Land is of course inherently finite, and land in a particular labor market is not only finite but may be scarce. However, that there is only so much land in a metropolitan area does not determine how many people can live on it. A given plot of land can be occupied by a large apartment building, a small apartment building, or a single-family home, or it can remain just a vacant lot holding nothing but weeds and trash. Which usage the land is put to is political, and in the sense not just that it is decided by the state but that it follows a partisan divide.
In an analysis of California cities, the environmental economist Matthew Kahn found that among the strongest predictors of minimal housing growth was the combined share of the vote going to Democrats and minor parties to their left. Even aside from zoning, neighbors can use environmental-impact review, historical-preservation laws, and other regulations to tie up new construction in the courts, thereby raising its costs. Zoning, however, is the starting point, and in many cities only single-family homes are allowed. One of the surprising things about Silicon Valley is that it looks like the sprawling outer suburb it was in the mid 20th century, not the center of a booming economy that it is today, with headquarters of Apple, Google, and Facebook.

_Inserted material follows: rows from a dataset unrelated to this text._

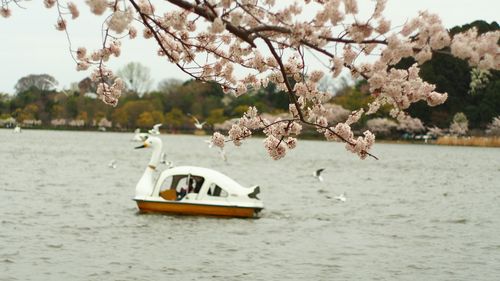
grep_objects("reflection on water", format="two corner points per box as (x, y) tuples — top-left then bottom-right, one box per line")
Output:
(1, 129), (499, 281)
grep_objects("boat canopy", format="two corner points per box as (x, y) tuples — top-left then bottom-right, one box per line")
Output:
(154, 166), (249, 196)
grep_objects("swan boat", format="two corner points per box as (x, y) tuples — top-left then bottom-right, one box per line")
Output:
(134, 137), (264, 218)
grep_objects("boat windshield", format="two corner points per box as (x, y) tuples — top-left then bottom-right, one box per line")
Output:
(159, 174), (205, 201)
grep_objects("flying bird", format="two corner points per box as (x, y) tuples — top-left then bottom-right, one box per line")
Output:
(160, 152), (167, 164)
(204, 139), (214, 148)
(219, 148), (228, 162)
(108, 160), (117, 169)
(159, 152), (174, 168)
(149, 123), (162, 135)
(334, 193), (346, 202)
(188, 114), (206, 129)
(44, 78), (69, 95)
(132, 128), (148, 142)
(313, 168), (325, 182)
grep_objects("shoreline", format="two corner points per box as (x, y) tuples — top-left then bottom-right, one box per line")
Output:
(3, 127), (499, 148)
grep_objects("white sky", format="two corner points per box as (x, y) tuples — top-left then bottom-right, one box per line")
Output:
(0, 0), (498, 94)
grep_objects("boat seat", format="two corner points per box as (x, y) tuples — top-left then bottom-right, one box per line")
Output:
(159, 189), (177, 201)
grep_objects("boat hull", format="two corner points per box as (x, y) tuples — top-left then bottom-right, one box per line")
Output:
(135, 199), (262, 218)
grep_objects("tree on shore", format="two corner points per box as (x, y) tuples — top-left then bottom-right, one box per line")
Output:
(14, 74), (58, 93)
(449, 112), (469, 136)
(117, 62), (153, 96)
(2, 1), (499, 160)
(486, 116), (500, 136)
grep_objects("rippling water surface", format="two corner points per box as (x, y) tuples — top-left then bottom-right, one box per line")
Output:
(1, 129), (499, 281)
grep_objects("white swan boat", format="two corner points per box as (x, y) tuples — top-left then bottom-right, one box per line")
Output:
(134, 137), (264, 218)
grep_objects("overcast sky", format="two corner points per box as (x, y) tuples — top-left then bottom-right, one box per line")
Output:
(0, 0), (498, 94)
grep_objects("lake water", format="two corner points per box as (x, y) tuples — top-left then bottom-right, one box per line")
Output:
(1, 129), (499, 281)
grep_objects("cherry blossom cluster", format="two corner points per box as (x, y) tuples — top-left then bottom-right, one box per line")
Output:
(366, 118), (397, 135)
(449, 121), (468, 136)
(451, 28), (500, 70)
(95, 76), (124, 107)
(219, 106), (302, 159)
(4, 0), (499, 160)
(324, 122), (376, 159)
(367, 64), (448, 121)
(449, 112), (469, 136)
(486, 116), (500, 136)
(211, 132), (226, 149)
(396, 116), (425, 133)
(427, 126), (444, 138)
(260, 119), (302, 160)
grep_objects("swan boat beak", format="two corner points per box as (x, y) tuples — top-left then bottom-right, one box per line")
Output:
(135, 143), (148, 149)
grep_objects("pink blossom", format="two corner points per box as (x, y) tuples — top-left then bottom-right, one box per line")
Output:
(137, 0), (154, 15)
(332, 57), (344, 77)
(68, 2), (79, 19)
(76, 47), (87, 60)
(343, 0), (358, 14)
(343, 46), (357, 65)
(44, 0), (56, 8)
(108, 10), (133, 34)
(366, 118), (397, 134)
(211, 132), (225, 149)
(373, 0), (387, 19)
(129, 27), (138, 39)
(426, 91), (448, 106)
(264, 136), (287, 160)
(286, 137), (297, 149)
(375, 18), (390, 34)
(333, 123), (354, 141)
(486, 116), (500, 136)
(309, 70), (324, 83)
(397, 116), (425, 133)
(346, 109), (364, 125)
(228, 124), (251, 146)
(55, 18), (67, 31)
(0, 7), (11, 18)
(85, 0), (107, 15)
(366, 101), (381, 115)
(76, 61), (89, 71)
(211, 18), (225, 34)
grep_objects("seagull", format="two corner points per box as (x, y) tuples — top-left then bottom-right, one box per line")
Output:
(108, 160), (117, 169)
(203, 138), (224, 160)
(334, 193), (346, 202)
(193, 117), (206, 129)
(313, 168), (325, 182)
(188, 113), (206, 129)
(159, 152), (174, 168)
(160, 152), (167, 164)
(132, 128), (148, 142)
(44, 78), (69, 95)
(13, 125), (22, 133)
(204, 139), (214, 148)
(148, 123), (162, 135)
(219, 148), (227, 162)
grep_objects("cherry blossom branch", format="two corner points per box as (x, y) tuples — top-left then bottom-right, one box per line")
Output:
(165, 0), (257, 47)
(7, 0), (496, 161)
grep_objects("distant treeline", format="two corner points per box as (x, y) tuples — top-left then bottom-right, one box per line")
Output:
(0, 78), (290, 132)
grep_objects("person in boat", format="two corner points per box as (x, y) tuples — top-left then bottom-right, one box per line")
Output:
(176, 177), (196, 200)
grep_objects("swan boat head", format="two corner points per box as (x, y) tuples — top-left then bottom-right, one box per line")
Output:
(134, 136), (163, 197)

The result is exactly what David Ricardo would have predicted. When you compare metropolitan areas, you find that the annual change in rent is almost perfectly correlated with the annual change in the income of renters. The correlation appears to be achieved in part by landlords’ raising rent to capture rising incomes and in part by churn, with the working and middle classes fleeing expensive areas and high earners being drawn to expensive areas with growing economies. For instance, California is losing its native-born working and middle classes, with net positive domestic migration only among those earning over $90,000. Likewise, the only educational group with net domestic migration into California are Americans with graduate degrees. The biggest recipient state is Texas, followed by Arizona and Nevada — states with lower wages than California but even lower rents. When a state with high wages and a Mediterranean climate is losing its college-educated middle class to states with lower wages and miserable heat, something is profoundly wrong.